Publication information
- Publisher: Quality Comics
- First appearance: Feature Funnies #10 (Jul. 1938)
- Created by: Will Eisner

= Archie O'Toole =

Archie O'Toole was an American Golden Age comic-strip created by Will Eisner (under the pseudonym "Bud Thomas") for Quality Comics in 1938.

Initially serving as both artist and writer, Eisner soon began delegating work on the comic to his Eisner & Iger junior associates (who included George Tuska.) Eisner left the feature in February 1941, though his assistants continued to use his pen name until the comic was discontinued in 1949.

== Premise ==
Archie O'Toole was a young native of the mid-Atlantic island of Pyromania, some three thousand miles from the East Coast. An itinerant painter by occupation, he found himself thrown in jail after painting a portrait of a bearded man (the mercurial dictator of Pyromania, Gil O. Teen, having banned beards.) Gil O. Teen then commanded Archie to paint his own portrait, but the artist tricked the dictator into falling off a balcony, an embarrassment which (under the laws of Pyromania) meant his automatic deposition. The grateful people declared O'Toole the new king of Pyromania.

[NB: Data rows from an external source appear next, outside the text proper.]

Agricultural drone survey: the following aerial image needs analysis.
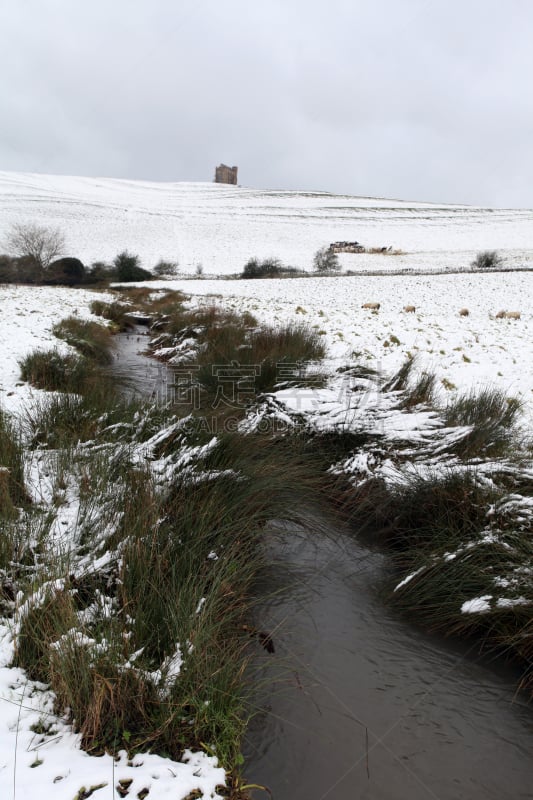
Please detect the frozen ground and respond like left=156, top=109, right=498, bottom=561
left=0, top=173, right=533, bottom=800
left=140, top=272, right=533, bottom=422
left=0, top=172, right=533, bottom=275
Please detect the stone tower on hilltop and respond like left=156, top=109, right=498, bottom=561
left=215, top=164, right=238, bottom=186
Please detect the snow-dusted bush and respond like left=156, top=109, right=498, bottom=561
left=471, top=250, right=502, bottom=269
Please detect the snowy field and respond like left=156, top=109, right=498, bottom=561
left=0, top=172, right=533, bottom=275
left=0, top=173, right=533, bottom=800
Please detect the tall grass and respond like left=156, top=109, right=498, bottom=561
left=52, top=316, right=113, bottom=364
left=12, top=436, right=322, bottom=769
left=0, top=408, right=28, bottom=517
left=443, top=388, right=521, bottom=458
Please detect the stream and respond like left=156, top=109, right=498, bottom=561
left=244, top=525, right=533, bottom=800
left=111, top=328, right=533, bottom=800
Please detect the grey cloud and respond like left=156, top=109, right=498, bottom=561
left=0, top=0, right=533, bottom=206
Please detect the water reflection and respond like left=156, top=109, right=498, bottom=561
left=245, top=529, right=533, bottom=800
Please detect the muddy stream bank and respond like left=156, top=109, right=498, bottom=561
left=112, top=328, right=533, bottom=800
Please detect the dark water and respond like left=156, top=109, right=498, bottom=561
left=109, top=325, right=172, bottom=401
left=112, top=338, right=533, bottom=800
left=244, top=529, right=533, bottom=800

Tall, gangly, and red-headed, O'Toole was good-natured, somewhat eccentric, and fond of bad novelty music, in particular a tune called "Flat Foot Floogie" ("with a floy floy ya de da yo de do") that the rest of the cast found extremely annoying.

The strip was launched in Feature Funnies, and its first year consisted mainly of O'Toole fending off Gil O. Teen's various attempts to regain power. This was followed by a trip to America (to secure a loan to address Pyromania's perennial budget shortfall), where the young king was greeted as a celebrity, and made a lot of money endorsing products; he also acquired a romantic interest in the angelic Suzy Sweet, the stepdaughter of a New York mobster who had tried to waylay him on the way home.

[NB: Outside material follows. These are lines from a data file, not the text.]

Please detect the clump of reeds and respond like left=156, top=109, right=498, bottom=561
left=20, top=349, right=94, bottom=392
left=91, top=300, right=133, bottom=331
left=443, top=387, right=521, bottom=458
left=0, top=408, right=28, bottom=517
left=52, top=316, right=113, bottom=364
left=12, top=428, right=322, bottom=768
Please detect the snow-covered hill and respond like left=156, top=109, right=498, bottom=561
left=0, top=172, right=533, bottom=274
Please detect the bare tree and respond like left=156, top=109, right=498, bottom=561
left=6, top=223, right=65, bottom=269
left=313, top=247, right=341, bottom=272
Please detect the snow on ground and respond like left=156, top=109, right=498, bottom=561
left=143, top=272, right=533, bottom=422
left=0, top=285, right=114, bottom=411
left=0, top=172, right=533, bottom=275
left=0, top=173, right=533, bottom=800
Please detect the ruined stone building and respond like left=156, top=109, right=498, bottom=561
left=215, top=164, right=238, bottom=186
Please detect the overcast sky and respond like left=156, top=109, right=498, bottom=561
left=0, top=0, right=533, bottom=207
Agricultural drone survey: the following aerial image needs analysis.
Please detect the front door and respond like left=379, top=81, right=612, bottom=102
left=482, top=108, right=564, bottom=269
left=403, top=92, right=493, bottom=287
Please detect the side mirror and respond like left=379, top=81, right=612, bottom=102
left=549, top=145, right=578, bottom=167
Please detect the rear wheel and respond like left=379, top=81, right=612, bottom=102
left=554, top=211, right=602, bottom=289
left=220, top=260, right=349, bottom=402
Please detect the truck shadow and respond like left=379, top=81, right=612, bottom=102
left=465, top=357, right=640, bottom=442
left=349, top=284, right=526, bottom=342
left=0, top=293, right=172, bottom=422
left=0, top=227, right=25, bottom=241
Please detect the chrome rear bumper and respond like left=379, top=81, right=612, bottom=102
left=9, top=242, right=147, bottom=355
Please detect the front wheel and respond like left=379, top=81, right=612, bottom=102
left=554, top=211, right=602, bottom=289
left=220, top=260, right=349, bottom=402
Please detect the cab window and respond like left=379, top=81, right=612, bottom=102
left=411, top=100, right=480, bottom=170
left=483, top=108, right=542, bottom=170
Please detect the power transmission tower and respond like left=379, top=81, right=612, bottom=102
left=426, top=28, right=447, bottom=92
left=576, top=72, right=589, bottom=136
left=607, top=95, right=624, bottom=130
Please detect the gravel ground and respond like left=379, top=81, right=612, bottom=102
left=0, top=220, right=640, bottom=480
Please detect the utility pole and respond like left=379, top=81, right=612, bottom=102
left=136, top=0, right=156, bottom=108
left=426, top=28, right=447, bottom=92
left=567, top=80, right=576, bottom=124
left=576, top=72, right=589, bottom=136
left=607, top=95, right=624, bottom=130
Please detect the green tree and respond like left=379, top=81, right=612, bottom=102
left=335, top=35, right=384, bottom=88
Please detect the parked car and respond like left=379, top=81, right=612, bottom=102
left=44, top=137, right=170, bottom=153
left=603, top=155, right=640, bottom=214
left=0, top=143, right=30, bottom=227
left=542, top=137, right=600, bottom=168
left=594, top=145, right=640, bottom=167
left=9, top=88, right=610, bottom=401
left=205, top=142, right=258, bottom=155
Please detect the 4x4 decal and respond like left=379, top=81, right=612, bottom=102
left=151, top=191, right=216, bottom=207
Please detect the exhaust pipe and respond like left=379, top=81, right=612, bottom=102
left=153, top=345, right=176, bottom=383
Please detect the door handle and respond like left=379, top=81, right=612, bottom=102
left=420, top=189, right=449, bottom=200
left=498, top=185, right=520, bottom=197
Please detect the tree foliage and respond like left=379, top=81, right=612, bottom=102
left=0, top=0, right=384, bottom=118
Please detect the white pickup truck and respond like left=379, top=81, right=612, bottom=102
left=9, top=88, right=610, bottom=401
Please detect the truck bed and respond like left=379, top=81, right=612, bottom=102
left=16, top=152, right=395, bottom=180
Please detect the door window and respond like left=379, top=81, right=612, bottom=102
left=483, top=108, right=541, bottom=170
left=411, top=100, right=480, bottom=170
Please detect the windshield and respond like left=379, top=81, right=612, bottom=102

The strip's installments initially consisted of two pages, which allowed for a modicum of continuity, including a few recurring characters (such as an upper-class British bodyguard or an offensively stereotyped African-American "Finkelstein's monster"); however, these rarely made more than one or two appearances. Typical plots involved encounters with mobsters, fraught diplomatic visits by foreign dignitaries, seductive femme fatales, and encounters with the supernatural, such as the ghosts O'Toole found haunting the Pyromanian royal castle (who left in a huff after he tried to charge them rent.)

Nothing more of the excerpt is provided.